Plus de la moitié des bureaux de vote catalans fermés par la police

Plus de la moitié des bureaux de vote fermés par la police en Catalogne et à travers le pays ...
Plus de la moitié des bureaux de vote catalans fermés par la police

Plus de la moitié des bureaux de vote catalans fermés par la police

Photo: Keystone

Plus de la moitié des bureaux de vote fermés par la police en Catalogne et à travers le pays des milliers de personnes brandissant des drapeaux rouge et jaune pour défendre l'unité de l'Espagne. La tension était à son comble samedi avant le référendum de dimanche.

Pour l'heure, les deux camps s'opposent sans violence. La police a mis sous scellés plus de la moitié des écoles où des bureaux de vote devaient être installés en Catalogne. En prévision, des partisans de l'indépendance s'étaient installés dès vendredi soir dans ces lieux, mais la police a reçu l'ordre de faire évacuer et de fermer.

Au total, une grosse centaine d'établissements scolaires sont occupés par des activistes et des familles. Et selon une source autorisée à Madrid, la police est intervenue dans 1300 des 2315 écoles concernées, sans recourir à la force.

Reste que le pouvoir central à Madrid est déterminé à empêcher la tenue du vote. Des milliers de policiers ont été déployés en renfort des forces locales.

Appel à une médiation

Carles Puigdemont, le président de la région autonome de Catalogne, a assuré que le vote aurait bien lieu. 'Tout est prêt dans les plus de 2000 bureaux de vote afin qu'ils disposent d'urnes et de bulletins et de tout ce qui est nécessaire pour que le peuple exprime son opinion', a-t-il encore répété vendredi soir.

Et samedi il a demandé une médiation dans le conflit qui l'oppose à Madrid, en songeant éventuellement à l'Union européenne. 'Une méditation quel que soit le scénario, que le oui ou le non l'emporte', a-t-il déclaré.

'Celui qui acceptera de se charger de cette médiation sait qu'il pourra compter sur la volonté de la partie catalane d'y participer et de dialoguer... et à partir de ce moment-là une attitude active de suivi et d'intérêt de la part de l'UE serait logique', a-t-il dit.

Dès 05h00 pour faire blocage

Les Catalans ont été invités à se présenter devant les bureaux de vote dès 05h00 du matin dimanche, quatre heures avant le début prévu de la consultation, histoire de faire pression sur Madrid.

Le chef de la police régionale de Catalogne a ordonné de son côté à ses troupes d'évacuer et de fermer les bureaux de vote avant 06h00 dimanche. Dans une note interne publiée par le journal La Vanguardia, Josep Lluis Trapero a insisté sur le fait que la force ne devait être employée qu'en tout dernier recours.

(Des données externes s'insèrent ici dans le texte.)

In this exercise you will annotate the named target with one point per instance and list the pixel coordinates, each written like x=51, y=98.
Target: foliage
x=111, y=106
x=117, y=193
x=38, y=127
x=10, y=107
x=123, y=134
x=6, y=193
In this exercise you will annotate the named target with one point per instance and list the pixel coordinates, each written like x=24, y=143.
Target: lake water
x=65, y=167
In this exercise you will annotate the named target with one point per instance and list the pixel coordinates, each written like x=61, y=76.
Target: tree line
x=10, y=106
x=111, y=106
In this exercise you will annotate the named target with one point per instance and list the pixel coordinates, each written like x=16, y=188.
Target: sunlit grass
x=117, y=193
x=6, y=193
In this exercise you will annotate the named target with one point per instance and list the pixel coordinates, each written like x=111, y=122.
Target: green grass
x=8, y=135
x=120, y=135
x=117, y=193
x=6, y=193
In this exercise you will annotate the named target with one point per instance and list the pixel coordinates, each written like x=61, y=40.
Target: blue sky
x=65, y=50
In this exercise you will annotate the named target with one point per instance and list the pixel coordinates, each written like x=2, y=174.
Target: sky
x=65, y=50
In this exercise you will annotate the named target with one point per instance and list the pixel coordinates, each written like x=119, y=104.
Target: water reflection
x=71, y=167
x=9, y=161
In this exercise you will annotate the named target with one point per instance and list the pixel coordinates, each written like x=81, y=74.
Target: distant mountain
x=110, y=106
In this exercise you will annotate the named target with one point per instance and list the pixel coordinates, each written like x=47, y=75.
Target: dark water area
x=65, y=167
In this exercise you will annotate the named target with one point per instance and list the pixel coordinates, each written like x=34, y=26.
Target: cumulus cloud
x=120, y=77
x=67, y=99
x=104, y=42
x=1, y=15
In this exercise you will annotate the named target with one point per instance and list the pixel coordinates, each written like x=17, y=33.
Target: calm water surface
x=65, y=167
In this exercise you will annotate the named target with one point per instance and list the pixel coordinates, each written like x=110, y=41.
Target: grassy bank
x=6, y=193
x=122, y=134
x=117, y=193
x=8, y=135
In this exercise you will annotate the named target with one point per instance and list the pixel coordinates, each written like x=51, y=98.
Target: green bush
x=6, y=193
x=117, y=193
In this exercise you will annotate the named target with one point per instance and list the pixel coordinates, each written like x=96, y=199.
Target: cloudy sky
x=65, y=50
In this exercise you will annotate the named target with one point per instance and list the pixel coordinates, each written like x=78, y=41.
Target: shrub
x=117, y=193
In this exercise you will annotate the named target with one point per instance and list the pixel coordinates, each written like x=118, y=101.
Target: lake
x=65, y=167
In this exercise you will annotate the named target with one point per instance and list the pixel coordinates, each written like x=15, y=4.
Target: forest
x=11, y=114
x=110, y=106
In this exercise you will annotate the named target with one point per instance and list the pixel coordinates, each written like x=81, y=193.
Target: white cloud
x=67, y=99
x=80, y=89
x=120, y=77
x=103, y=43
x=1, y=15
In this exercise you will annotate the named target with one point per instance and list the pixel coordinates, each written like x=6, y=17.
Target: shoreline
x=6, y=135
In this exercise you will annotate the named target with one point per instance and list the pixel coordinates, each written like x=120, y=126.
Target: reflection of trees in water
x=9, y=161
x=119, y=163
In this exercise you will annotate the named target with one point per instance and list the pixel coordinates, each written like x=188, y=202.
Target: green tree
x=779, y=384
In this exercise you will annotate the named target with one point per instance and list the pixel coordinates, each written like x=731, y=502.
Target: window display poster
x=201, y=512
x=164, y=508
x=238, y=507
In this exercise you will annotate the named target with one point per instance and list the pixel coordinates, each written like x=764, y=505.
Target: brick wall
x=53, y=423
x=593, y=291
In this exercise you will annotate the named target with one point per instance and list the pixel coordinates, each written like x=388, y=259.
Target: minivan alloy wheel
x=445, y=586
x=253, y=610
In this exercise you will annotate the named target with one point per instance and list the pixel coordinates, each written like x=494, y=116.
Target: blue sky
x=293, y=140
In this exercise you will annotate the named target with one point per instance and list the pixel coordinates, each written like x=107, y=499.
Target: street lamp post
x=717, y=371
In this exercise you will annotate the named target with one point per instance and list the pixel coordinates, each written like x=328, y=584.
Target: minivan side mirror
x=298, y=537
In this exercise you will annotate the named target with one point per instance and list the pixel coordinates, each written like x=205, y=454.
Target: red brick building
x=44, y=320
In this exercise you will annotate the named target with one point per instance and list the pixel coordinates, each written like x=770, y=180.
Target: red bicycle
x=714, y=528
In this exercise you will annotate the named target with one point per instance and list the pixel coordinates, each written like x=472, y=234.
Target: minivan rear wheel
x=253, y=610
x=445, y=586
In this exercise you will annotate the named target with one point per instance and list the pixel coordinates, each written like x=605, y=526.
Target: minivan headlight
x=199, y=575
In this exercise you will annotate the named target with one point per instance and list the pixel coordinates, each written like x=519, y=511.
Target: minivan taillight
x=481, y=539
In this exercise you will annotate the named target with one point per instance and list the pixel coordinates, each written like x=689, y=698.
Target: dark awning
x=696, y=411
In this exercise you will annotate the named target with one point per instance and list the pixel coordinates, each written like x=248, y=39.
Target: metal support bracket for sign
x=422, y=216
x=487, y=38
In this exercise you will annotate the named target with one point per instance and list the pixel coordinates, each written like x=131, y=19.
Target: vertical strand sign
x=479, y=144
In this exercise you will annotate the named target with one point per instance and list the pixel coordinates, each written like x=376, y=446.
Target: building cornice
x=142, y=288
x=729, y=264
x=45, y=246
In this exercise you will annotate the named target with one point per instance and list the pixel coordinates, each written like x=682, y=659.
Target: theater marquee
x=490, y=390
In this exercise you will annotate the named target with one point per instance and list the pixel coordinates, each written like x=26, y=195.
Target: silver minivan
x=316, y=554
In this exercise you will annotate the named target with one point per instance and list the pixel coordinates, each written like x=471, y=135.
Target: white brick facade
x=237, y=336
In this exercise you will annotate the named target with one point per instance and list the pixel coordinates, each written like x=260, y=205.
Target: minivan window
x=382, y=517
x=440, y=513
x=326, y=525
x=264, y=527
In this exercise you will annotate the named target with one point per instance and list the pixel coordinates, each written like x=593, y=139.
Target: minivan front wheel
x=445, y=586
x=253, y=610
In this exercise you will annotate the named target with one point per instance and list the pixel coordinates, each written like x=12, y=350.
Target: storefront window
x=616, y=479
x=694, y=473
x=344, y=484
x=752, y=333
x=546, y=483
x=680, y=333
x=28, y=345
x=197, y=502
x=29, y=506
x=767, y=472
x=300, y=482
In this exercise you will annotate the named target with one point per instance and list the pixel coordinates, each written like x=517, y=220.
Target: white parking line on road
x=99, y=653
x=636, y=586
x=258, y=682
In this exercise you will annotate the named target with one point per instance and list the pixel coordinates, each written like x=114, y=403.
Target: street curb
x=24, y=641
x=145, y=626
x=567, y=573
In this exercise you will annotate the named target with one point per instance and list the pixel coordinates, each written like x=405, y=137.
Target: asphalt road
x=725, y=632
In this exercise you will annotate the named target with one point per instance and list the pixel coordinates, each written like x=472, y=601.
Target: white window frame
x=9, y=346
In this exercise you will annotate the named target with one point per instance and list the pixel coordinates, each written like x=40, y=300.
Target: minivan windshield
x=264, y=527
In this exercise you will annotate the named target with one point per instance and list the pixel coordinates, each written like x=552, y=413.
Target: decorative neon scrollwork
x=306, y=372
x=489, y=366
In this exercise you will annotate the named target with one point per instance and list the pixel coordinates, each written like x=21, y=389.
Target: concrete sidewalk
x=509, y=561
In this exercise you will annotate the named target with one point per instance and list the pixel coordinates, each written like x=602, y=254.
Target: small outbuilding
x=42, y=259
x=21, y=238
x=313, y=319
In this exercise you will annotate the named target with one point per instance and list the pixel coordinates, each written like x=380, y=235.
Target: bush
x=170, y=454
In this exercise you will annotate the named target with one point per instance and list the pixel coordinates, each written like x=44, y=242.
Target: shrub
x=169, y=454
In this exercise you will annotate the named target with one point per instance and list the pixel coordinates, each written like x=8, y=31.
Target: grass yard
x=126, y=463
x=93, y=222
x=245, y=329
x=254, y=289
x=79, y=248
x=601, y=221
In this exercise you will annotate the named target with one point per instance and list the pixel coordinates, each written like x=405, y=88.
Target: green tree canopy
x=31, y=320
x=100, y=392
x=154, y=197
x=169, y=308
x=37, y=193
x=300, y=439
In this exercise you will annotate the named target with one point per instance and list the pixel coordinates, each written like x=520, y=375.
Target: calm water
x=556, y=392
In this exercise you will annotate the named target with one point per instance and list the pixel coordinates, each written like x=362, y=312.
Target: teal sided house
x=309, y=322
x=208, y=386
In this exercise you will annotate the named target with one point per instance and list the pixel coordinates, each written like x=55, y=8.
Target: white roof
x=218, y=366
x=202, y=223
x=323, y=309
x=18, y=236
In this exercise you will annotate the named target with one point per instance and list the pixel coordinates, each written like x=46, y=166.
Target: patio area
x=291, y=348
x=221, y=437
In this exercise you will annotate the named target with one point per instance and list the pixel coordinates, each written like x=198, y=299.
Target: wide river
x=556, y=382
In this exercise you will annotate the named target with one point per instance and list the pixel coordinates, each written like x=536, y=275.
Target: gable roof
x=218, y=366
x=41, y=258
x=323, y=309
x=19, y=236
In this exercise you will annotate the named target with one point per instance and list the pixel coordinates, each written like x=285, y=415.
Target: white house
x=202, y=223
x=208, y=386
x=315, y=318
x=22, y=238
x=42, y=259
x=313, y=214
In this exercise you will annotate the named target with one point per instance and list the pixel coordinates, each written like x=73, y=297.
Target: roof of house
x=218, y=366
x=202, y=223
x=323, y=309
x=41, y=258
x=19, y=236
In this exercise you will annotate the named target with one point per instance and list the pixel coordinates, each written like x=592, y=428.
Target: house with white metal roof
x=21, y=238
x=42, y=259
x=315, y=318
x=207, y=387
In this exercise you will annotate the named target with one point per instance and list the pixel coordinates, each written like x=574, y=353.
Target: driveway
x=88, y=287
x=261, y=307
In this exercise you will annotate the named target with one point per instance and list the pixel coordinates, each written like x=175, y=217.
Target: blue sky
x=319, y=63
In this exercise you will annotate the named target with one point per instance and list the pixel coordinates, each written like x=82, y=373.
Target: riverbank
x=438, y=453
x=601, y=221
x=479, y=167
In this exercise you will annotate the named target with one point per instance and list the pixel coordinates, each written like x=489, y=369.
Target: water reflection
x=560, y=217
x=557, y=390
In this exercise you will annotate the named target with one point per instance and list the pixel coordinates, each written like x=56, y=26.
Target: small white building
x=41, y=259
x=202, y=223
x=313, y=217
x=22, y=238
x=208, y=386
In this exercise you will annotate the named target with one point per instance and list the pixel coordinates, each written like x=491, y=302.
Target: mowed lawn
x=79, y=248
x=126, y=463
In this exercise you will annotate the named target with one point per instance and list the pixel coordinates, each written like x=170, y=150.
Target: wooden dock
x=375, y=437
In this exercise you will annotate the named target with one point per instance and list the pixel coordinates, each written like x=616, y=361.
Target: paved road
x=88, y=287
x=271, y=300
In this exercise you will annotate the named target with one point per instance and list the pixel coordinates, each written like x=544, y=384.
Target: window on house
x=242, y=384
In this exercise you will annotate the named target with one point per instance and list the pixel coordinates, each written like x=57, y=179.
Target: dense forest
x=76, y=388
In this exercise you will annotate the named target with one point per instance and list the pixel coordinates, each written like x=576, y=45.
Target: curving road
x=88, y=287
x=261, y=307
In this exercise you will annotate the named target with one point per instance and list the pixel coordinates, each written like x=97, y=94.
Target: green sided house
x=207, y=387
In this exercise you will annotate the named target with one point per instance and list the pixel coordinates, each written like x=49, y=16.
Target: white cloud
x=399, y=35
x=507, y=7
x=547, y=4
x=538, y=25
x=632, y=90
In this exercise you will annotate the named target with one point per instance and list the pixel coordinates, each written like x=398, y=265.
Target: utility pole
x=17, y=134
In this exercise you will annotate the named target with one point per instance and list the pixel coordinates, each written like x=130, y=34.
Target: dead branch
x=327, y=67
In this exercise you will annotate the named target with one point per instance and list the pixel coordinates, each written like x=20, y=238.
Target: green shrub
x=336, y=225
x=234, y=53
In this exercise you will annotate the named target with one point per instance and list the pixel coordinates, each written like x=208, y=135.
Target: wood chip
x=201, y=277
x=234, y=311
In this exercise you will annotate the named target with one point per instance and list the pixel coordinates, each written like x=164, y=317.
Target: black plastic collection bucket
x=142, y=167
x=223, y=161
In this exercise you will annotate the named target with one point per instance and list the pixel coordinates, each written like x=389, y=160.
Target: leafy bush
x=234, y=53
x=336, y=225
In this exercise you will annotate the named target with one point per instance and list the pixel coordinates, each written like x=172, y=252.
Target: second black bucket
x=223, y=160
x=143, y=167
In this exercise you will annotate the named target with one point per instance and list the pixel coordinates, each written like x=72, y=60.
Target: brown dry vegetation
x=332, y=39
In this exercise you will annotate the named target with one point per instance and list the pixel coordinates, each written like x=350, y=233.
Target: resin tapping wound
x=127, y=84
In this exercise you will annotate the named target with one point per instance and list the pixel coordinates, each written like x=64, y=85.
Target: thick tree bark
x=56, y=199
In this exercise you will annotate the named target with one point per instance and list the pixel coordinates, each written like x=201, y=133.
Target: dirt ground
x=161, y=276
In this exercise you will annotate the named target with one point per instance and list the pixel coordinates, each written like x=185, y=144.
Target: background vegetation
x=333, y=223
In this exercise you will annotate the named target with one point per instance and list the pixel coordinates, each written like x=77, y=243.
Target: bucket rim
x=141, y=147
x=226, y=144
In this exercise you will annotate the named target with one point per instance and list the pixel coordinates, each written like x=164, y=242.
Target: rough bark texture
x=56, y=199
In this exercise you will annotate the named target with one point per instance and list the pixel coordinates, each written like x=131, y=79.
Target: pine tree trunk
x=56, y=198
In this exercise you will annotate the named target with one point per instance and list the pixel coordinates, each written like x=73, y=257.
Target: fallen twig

L'ambiance sera d'autant plus pesante dimanche à Barcelone que l'espace aérien sera partiellement fermé sur ordre de Madrid.

Centre contrôlé à Barcelone

Un porte-parole de l'administration régional a encore fait savoir samedi que la police espagnole était intervenue au centre des technologies de l'information et de la communication du gouvernement catalan à Barcelone.

Selon cette source, quatre agents sont entrés dans le centre et doivent y rester au moins deux jours. Mais ni les forces de l'ordre ni le ministère espagnol de l'intérieur n'ont confirmé l'information.

Vendredi, la Haute Cour de Catalogne avait ordonné à la police de prendre les mesures nécessaires pour empêcher tout recours au vote électronique.

Unis pour l'Espagne

Une grande partie de l'Espagne a également défilé dans les rues samedi pour montrer son opposition à la tenue du référendum. Des manifestations ont eu lieu à Madrid, Cordoue, Malaga ou Saragosse.

A Madrid, les manifestants se sont retrouvés sur la place de Cibeles, au coeur de la ville, à l'appel du collectif conservateur Denaes (Fondation pour la défense de la nation espagnole). Les manifestants brandissaient des pancartes vantant 'l'unité espagnole' ou agitant les drapeaux jaune et rouge aux couleurs du pays. Les balcons étaient également ornés de bannières.

Certains criaient 'la Catalogne fait partie de l'Espagne' ou des refrains de supporters de football comme 'je suis espagnol, espagnol, espagnol' ou 'on va se les faire'. Le président de la région catalane n'a pas été épargné avec ce quolibet: 'Puigdemont en prison'.

A Barcelone, dans le fief des indépendantistes, plusieurs centaines de personnes ont aussi montré leur attachement à une Espagne unie devant le palais de la Generalitat, selon un photographe de l'AFP.